Nvidia to license its graphics technology to device makers
The chipmaker says its GPU technology could show up in other companies' processors for everything from smartphones to supercomputers in a couple years.
Nvidia on Tuesday said it would begin licensing its GPU cores and "visual computing" patent portfolio to device manufacturers -- a new business model for the company. The technology could appear in a full range of products from phones to supercomputers, the company said, with products likely emerging in 2015, given design and testing requirements.
"It's not practical to build silicon or systems to address every part of the expanding market," David Shannon, Nvidia executive vice president and general counsel, said in a blog post. "Adopting a new business approach will allow us to address the universe of devices."
The move comes as Nvidia grapples with a slowdown in its core PC market and as it faces tough competition in mobile devices. Popularity of smartphones and tablets, as well as better integrated graphics in PCs, have been hurting long-term prospects for the high-end graphics designed by Nvidia. At the same time, largely because its Tegra processor previously lacked 4G LTE capabilities.

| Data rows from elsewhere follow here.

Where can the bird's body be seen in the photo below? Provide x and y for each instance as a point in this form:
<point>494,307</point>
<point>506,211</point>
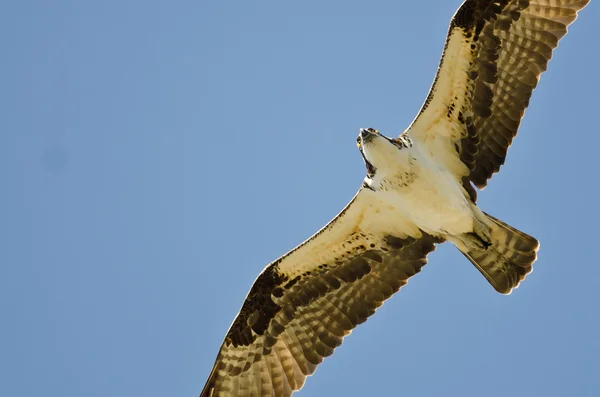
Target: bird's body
<point>422,190</point>
<point>419,191</point>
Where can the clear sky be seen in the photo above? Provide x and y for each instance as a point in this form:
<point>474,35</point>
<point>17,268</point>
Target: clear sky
<point>155,156</point>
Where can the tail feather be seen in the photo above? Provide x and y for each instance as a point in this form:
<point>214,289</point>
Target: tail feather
<point>509,258</point>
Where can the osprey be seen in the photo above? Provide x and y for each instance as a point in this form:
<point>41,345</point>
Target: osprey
<point>419,191</point>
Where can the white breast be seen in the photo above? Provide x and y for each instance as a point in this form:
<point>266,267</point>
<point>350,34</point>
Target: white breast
<point>427,194</point>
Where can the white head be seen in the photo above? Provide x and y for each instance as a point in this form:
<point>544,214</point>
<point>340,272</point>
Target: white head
<point>381,155</point>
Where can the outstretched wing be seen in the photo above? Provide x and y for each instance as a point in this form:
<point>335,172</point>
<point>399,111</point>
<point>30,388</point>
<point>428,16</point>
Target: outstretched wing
<point>494,55</point>
<point>302,305</point>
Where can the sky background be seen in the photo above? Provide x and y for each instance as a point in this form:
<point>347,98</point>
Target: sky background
<point>155,156</point>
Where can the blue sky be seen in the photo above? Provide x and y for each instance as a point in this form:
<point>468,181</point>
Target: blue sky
<point>155,156</point>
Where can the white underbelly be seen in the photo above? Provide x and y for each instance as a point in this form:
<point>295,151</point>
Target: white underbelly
<point>432,198</point>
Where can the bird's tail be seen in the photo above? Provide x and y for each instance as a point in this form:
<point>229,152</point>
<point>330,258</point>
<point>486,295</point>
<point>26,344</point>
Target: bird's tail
<point>508,259</point>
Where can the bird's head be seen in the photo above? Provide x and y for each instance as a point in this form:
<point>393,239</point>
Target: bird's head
<point>380,153</point>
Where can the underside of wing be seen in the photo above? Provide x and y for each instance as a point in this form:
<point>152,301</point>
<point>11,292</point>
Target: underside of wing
<point>302,305</point>
<point>494,55</point>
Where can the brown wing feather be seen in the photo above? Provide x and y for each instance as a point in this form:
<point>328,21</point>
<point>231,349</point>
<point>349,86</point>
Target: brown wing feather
<point>494,56</point>
<point>291,321</point>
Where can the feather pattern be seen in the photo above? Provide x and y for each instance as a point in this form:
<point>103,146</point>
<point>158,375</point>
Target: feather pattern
<point>297,313</point>
<point>494,56</point>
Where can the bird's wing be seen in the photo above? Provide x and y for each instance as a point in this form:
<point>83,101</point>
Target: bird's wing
<point>302,305</point>
<point>494,55</point>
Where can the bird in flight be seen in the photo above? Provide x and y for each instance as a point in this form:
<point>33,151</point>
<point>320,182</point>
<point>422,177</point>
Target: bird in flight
<point>419,191</point>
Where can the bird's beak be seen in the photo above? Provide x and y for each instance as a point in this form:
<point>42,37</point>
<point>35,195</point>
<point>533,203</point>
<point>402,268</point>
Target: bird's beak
<point>367,134</point>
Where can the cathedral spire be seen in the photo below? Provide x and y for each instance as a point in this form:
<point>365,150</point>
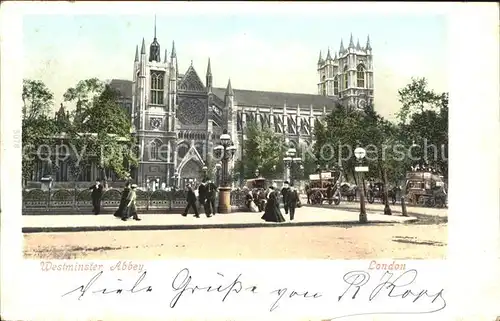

Nvidia has licensed some of its graphics technology in the past, but it hasn't been a big focus for the company or open to a wide range of companies. Sony licensed Nvidia GPU technology for the PlayStation 3, and Intel pays Nvidia more than $250 million a year to license Nvidia's various patents.
The plan unveiled Tuesday will allow it to address a bigger segment of the market and puts it in competition with ARM Holdings and Imagination Technologies, which don't make chips but license their technology to other companies. Nvidia's advanced graphics technology has long been a big selling point for the company's chips. It's not a stretch to believe other companies that make their own processors -- such as Apple and Samsung -- could seek out Nvidia's graphics.
Nvidia said it will first license the GPU core based on its Kepler architecture. The technology is currently used in shipping GeForce PC GPUs, Quadro workstation graphics, and Tesla supercomputing GPUs. Nvidia's next-generation Tegra mobile processor, codenamed Logan, also uses Kepler.
The company noted that licensees "will receive all necessary designs, collateral and support to integrate NVIDIA's powerful graphics cores into their devices." And licensees of its visual computing portfolio will be able to develop their own GPU functionality while "enjoying design freedom."